The dark grey raglan

So, when making fashion inspired by this lovely, funny, heart-warming show, I didn’t turn to David and his amazing knits, nor did I look to Alexis’ boho chic wardrobe. I emulated Stevie. Unintentionally, but that’s how it turned out and I guess Stevie’s style is the most practical for me in my everyday life, especially now during work from home.

Also, coming of a stint of shirt making, I wanted to make something quick and easy, something I knew I needed and could be finished quickly. A bonus was that this was pure scrap busting, using my best pattern Tetris skills to eke out the various pieces, for the white fabric I had to sacrifice the curved hem. A couple of years ago I sewed a pair of leggings that I rarely wore – they became the light grey sleeves on the white/grey version. The dark grey is a leftover from a dress I sewed in 2019, which became my Christmas dress, 2 years running.

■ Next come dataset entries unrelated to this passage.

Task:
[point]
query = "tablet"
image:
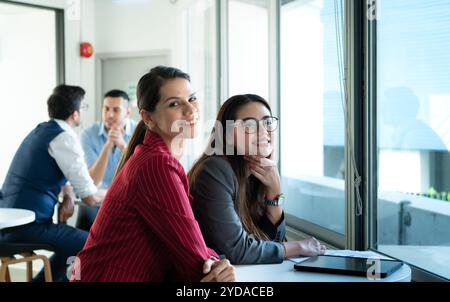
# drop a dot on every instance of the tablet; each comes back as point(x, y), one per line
point(364, 267)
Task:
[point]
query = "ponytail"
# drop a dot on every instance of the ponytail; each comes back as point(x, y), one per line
point(136, 139)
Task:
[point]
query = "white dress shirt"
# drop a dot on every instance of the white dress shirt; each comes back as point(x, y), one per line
point(66, 149)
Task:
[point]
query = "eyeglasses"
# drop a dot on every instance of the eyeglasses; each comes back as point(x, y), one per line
point(251, 125)
point(84, 106)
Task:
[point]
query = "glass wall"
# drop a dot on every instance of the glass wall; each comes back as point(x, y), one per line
point(28, 73)
point(312, 119)
point(413, 88)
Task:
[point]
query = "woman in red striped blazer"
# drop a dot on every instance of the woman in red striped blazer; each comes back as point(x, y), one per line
point(145, 229)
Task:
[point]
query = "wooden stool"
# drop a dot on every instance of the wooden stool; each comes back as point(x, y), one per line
point(7, 252)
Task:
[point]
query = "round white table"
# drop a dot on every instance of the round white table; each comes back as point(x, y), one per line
point(15, 217)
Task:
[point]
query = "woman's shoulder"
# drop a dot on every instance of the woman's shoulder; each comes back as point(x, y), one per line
point(217, 167)
point(218, 163)
point(154, 163)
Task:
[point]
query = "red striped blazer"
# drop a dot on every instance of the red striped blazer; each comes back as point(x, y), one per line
point(145, 229)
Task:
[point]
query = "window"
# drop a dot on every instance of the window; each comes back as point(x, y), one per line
point(413, 116)
point(28, 73)
point(312, 119)
point(200, 46)
point(248, 30)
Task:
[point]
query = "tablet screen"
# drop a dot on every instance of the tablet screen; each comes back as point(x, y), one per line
point(349, 265)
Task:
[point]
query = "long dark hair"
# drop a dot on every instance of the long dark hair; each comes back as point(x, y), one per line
point(251, 190)
point(148, 96)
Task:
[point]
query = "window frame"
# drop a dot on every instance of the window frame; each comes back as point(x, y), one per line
point(59, 36)
point(369, 140)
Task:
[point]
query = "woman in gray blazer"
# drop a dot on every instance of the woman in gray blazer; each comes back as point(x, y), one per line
point(236, 188)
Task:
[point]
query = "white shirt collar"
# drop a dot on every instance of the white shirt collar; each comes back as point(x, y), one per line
point(102, 131)
point(66, 127)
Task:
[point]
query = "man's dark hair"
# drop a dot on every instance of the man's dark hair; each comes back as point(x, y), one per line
point(117, 94)
point(64, 101)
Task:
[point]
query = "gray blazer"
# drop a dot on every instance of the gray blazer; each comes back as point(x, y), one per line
point(214, 206)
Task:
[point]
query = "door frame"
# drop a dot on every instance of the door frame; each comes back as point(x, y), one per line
point(101, 57)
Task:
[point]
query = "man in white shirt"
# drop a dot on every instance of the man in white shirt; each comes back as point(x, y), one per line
point(48, 158)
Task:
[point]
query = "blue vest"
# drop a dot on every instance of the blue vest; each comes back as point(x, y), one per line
point(34, 179)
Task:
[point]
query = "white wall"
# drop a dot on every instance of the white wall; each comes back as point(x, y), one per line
point(113, 26)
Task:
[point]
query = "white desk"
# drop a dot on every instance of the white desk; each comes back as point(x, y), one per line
point(15, 217)
point(285, 272)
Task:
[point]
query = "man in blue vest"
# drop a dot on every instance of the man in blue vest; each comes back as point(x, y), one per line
point(49, 157)
point(103, 144)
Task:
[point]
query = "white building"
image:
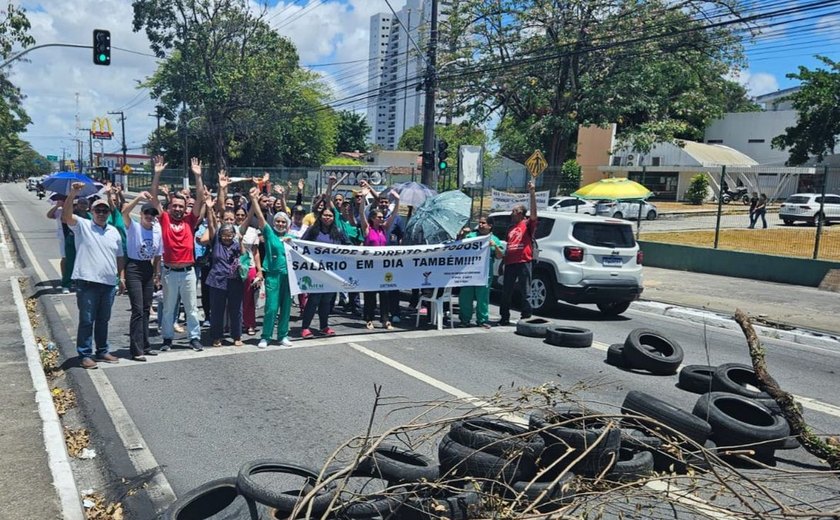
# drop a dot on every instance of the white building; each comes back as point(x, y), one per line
point(395, 69)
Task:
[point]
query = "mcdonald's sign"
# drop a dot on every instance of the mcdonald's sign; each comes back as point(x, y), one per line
point(100, 128)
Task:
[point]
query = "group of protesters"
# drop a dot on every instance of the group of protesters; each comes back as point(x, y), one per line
point(232, 248)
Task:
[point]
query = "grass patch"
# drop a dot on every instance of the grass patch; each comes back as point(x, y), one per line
point(796, 242)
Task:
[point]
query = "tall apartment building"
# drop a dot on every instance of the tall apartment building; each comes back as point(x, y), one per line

Since I bought all of these fabrics in bulk at Ohlssons Tyger, I have no idea of the contents. I think the white and light grey are cotton/elastan, the dark grey might have some polyester and/or viscose in it. I haven’t done a burn test (do those even work on elastane fabrics?).

Full Stevie Budd outfit – all me-made

Just drop me off at Rose Apothecary so I can be BFF with Patrick and David. While I relate to many aspects of Stevie herself, I think my everyday commentary on life is more in line with Patrick’s. But I’m not making myself (yet another) light blue shirt. (Spoiler alert, I made a dark blue shirt to end 2020)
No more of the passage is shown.